From the Documentation
Entity Framework contexts should be added to the services container
using the Scoped
lifetime. This is taken care of automatically if you
use the helper methods as shown above. Repositories that will make use
of Entity Framework should use the same lifetime.
I always thought, that I should create a new Context
for every single unit of work I have to process.
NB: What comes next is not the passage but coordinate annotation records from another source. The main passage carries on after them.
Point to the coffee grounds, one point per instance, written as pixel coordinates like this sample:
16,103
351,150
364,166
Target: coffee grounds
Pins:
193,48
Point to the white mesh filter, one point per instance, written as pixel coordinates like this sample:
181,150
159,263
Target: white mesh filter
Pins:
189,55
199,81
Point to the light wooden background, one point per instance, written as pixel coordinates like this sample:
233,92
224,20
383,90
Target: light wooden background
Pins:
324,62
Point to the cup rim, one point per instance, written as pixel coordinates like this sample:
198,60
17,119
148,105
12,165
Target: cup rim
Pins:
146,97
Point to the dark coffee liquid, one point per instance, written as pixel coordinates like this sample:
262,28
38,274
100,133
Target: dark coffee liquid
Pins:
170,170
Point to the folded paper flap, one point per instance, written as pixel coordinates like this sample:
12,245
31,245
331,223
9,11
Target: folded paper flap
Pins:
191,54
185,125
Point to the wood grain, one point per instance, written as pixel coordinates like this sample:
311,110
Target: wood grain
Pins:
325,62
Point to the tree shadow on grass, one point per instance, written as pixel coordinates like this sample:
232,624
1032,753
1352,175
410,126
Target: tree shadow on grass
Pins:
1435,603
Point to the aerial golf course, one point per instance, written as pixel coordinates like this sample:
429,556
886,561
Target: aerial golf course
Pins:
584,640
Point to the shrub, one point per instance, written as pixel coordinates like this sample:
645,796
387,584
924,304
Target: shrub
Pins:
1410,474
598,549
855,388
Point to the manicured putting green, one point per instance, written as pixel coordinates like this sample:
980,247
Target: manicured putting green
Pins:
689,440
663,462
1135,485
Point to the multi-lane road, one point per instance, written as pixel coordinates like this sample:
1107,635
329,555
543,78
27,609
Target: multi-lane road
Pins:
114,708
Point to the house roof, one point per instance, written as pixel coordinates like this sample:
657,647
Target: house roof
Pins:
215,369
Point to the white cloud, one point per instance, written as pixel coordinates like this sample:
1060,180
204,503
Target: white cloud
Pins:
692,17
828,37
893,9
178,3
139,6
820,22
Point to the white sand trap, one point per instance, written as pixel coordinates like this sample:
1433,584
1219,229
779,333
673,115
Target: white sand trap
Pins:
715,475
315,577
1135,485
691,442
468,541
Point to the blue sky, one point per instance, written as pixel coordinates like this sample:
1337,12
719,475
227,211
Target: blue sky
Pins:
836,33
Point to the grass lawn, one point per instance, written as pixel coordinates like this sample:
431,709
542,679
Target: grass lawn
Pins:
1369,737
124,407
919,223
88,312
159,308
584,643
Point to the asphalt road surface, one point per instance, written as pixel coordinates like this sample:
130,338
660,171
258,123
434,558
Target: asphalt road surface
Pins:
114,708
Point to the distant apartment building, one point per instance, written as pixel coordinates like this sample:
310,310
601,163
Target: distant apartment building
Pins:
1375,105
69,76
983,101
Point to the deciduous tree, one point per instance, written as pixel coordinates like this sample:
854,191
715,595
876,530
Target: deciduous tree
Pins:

This let me think, if I have a ServiceA
and ServiceB
, which are applying different actions on the DbContext
that they should get a different Instance of DbContext
.
The documentation reads as following:
Transient
objects are always different; a new instance is provided to every controller and every service.
Scoped
objects are the same within a request, but different across different request
Going back to ServiceA
and ServiceB
, it sounds to me, Transient
is more suitable.
I have researched, that the Context should only saved once per HttpRequest
, but I really do not understand how this does work.
Especially if we take a look at one Service:
using (var transaction = dbContext.Database.BeginTransaction())
{
//Create some entity
var someEntity = new SomeEntity();
dbContext.SomeEntity.Add(someEntity);
//Save in order to get the the id of the entity
dbContext.SaveChanges();
//Create related entity
var relatedEntity = new RelatedEntity
{
SomeEntityId = someEntity.Id
};
dbContext.RelatedEntity.Add(relatedEntity)
dbContext.SaveChanges();
transaction.Commit();
}
Here we need to Save the context in order to get the ID of an Entity which is related to another one we just have created.
At the same time another service could update the same context. From what I have read, DbContext
is not thread safe.
Should I use Transient
in this case? Why does the documentation suggest, I should use Scoped
?
Do I miss some important part of the framework?